HyperScan - Game console by Mattel

HyperScan is a home game console from Mattel. He used radio frequency identification (RFID) along with traditional video game technology. The included game is rated "T" (for teens, not suitable for children under 13), while the other games are rated "E10+" (not suitable for children under 10) by the ESRB. The console used UDF format CDs. HyperScan has two controller ports, as well as a 13.56MHz RFID scanner that reads and writes "cards", which in turn activate features and save data from the game. Players can upgrade their characters' abilities by scanning cards. The games retailed for $19.99 and the console itself for $69.99 at launch, but at the end of its very short lifespan prices dropped to $9.99 for the system, $1.99 for the games.

The system was sold in two versions: a cube and a 2-player value package. The cube box version was the version sold in stores. It included the system, controller, X-Men game disc and 6 X-Men cards.
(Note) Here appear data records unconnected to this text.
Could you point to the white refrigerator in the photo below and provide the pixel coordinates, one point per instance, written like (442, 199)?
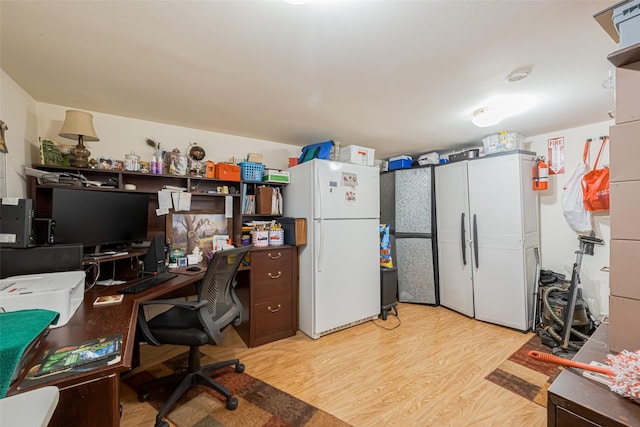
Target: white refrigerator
(340, 264)
(487, 227)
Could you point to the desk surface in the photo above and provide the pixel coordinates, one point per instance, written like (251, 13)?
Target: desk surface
(587, 398)
(91, 322)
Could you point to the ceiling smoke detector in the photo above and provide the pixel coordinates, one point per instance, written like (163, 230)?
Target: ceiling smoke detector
(516, 76)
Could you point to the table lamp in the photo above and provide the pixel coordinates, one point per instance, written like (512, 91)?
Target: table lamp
(79, 125)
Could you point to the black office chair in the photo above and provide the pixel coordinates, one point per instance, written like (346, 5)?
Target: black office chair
(196, 323)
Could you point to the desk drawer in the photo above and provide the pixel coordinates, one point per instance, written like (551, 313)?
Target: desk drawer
(266, 260)
(273, 317)
(266, 289)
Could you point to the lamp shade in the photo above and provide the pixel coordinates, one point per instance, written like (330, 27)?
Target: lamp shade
(78, 123)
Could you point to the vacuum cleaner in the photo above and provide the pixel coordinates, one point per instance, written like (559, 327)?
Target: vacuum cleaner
(565, 314)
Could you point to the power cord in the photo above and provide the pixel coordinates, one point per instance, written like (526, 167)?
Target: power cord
(96, 267)
(394, 312)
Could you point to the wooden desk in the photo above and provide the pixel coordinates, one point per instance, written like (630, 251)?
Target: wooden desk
(576, 401)
(93, 398)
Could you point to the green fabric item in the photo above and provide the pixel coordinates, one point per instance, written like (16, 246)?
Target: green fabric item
(17, 330)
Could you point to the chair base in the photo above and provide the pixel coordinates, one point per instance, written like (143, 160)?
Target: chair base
(194, 376)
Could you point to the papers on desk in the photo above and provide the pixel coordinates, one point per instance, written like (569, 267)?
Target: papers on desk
(70, 359)
(110, 282)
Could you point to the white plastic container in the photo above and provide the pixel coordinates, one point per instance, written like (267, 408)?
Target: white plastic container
(502, 141)
(357, 155)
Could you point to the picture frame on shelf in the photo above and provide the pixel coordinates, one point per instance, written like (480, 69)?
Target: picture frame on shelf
(196, 229)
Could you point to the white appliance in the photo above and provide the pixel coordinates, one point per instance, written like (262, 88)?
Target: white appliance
(487, 230)
(340, 264)
(61, 291)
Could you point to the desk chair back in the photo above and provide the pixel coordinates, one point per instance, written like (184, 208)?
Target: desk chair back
(217, 288)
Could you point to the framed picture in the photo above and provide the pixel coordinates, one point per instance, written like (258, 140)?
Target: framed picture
(189, 230)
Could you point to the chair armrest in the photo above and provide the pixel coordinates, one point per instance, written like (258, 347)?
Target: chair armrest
(191, 305)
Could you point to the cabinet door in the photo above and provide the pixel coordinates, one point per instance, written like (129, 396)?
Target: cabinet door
(499, 285)
(413, 201)
(454, 255)
(495, 198)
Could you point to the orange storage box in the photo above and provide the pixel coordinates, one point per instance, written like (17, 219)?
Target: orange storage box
(228, 171)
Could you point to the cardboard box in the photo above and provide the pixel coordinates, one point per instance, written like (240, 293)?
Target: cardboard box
(295, 230)
(624, 152)
(357, 155)
(624, 316)
(628, 93)
(625, 205)
(624, 257)
(627, 21)
(264, 200)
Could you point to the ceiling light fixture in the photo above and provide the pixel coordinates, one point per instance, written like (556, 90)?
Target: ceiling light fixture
(516, 76)
(485, 117)
(497, 108)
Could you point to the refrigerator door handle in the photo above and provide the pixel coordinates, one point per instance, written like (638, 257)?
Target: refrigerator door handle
(320, 246)
(475, 240)
(462, 240)
(319, 192)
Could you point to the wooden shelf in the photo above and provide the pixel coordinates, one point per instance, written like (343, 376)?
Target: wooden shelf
(625, 56)
(207, 193)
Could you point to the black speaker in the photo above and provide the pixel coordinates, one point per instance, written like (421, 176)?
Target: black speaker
(154, 260)
(45, 231)
(16, 223)
(40, 259)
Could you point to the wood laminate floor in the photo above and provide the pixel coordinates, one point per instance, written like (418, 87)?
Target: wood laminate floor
(425, 368)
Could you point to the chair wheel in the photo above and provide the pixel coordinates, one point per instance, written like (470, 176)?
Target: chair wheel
(232, 403)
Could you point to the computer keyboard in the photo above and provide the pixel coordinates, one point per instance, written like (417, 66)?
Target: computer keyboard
(147, 283)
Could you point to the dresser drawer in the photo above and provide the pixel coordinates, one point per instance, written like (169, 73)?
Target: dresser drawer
(265, 290)
(266, 260)
(273, 317)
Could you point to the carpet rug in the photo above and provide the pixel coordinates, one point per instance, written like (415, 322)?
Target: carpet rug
(259, 404)
(526, 376)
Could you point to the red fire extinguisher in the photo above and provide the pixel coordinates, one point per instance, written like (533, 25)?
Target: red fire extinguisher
(540, 175)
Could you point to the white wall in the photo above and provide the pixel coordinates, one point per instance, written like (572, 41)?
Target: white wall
(558, 241)
(121, 135)
(18, 111)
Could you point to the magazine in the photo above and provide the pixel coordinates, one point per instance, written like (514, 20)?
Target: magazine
(79, 357)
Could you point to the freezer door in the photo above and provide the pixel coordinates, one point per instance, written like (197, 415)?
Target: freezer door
(454, 244)
(345, 191)
(416, 278)
(388, 199)
(493, 182)
(347, 273)
(501, 293)
(413, 201)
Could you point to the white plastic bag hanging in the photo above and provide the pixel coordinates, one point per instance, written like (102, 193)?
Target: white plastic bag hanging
(577, 216)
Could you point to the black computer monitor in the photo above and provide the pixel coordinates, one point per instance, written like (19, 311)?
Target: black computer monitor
(99, 220)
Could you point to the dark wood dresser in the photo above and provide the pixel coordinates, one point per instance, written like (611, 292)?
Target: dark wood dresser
(576, 401)
(268, 290)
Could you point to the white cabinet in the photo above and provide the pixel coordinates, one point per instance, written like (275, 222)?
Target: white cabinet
(487, 222)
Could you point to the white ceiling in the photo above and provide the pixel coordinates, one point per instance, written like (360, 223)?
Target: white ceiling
(403, 77)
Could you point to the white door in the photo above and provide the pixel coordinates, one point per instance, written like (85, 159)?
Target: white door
(344, 190)
(347, 273)
(454, 255)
Valuable two-player packs were sold online (but could be liquidated in stores) and included an extra controller and 12 extra X-Men cards.
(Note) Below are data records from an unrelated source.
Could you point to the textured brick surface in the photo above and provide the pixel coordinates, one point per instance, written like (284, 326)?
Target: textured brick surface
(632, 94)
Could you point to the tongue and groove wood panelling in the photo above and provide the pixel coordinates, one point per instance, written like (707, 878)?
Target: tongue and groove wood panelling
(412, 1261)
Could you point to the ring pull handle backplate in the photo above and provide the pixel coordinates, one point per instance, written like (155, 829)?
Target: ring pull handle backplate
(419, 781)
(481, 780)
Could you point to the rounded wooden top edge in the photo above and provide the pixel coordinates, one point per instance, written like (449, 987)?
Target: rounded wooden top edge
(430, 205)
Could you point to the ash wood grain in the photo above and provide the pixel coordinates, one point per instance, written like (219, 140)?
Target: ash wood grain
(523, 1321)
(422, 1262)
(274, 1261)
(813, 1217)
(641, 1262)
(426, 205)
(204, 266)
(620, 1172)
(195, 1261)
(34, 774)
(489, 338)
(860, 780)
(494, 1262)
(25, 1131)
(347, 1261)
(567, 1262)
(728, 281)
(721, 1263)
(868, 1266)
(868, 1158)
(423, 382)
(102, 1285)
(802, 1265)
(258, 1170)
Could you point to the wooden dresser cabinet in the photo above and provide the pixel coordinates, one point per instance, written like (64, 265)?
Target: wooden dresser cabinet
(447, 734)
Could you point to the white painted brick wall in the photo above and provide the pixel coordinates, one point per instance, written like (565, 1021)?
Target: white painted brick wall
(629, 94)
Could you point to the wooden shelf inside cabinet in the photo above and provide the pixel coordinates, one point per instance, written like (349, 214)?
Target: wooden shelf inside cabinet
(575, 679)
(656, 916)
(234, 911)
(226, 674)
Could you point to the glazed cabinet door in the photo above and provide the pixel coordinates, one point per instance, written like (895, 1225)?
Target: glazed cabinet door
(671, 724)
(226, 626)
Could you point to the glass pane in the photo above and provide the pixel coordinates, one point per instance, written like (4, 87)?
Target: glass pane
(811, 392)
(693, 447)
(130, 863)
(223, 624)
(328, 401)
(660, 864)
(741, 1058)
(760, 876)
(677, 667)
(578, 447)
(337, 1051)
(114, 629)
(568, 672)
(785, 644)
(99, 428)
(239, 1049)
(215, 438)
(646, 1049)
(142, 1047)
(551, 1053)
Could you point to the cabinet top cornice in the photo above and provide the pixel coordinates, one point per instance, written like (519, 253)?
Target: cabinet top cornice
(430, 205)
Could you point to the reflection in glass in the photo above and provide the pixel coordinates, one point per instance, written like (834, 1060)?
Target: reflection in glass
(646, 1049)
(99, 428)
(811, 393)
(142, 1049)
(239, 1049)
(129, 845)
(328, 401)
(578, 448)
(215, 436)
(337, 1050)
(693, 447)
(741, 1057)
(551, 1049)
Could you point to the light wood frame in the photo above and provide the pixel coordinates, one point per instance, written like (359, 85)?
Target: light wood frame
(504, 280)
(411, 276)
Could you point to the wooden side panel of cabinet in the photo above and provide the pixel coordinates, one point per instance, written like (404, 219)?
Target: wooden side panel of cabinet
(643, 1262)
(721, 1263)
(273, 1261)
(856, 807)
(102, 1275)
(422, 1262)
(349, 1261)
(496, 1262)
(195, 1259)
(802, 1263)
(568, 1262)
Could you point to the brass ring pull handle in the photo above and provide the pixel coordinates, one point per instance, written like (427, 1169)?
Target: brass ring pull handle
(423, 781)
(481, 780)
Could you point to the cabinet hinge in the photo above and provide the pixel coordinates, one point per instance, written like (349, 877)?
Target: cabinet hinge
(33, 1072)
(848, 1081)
The system was universally panned by critics for its clunky design, broken controls, poor library, long loading screens, and unnecessary use of character select cards, and was officially discontinued in 2007. Magazine "World PC".

The HyperScan RFID systems were provided by Innovision Research and Technology plc, a UK-based semiconductor design company that specializes in RFID systems and chip design.

Games for the system were sold as $20 "Game Packs", which consisted of a game disc accompanied by six game cards (seven for Spider-Man). Additional cards, which contained characters, abilities, moves, and levels when scanned, were part of a six-card "Booster Pack" available for $10 per pack. As with most trading card sets, the cards were randomized, meaning a player looking for a specific card to unlock that element of the game may have had to purchase multiple booster packs to get it (while still getting multiple cards for a different aspect of the game). game), or exchange it for another with a friend, as was probably intended by the card aspect of Hyperscan.

Several boosters were dedicated to specific games, with the X-Men intending to have 102 cards to unlock parts of the game, according to the instruction manual, in separate "red" and "black" series; the latter was never released due to the console's cancellation, leaving half of the game locked behind a paywall that, short of some kind of hack that unlocks the entire game, can never be lifted.

Only 5 games are known to have been released, 2 of which have been cancelled.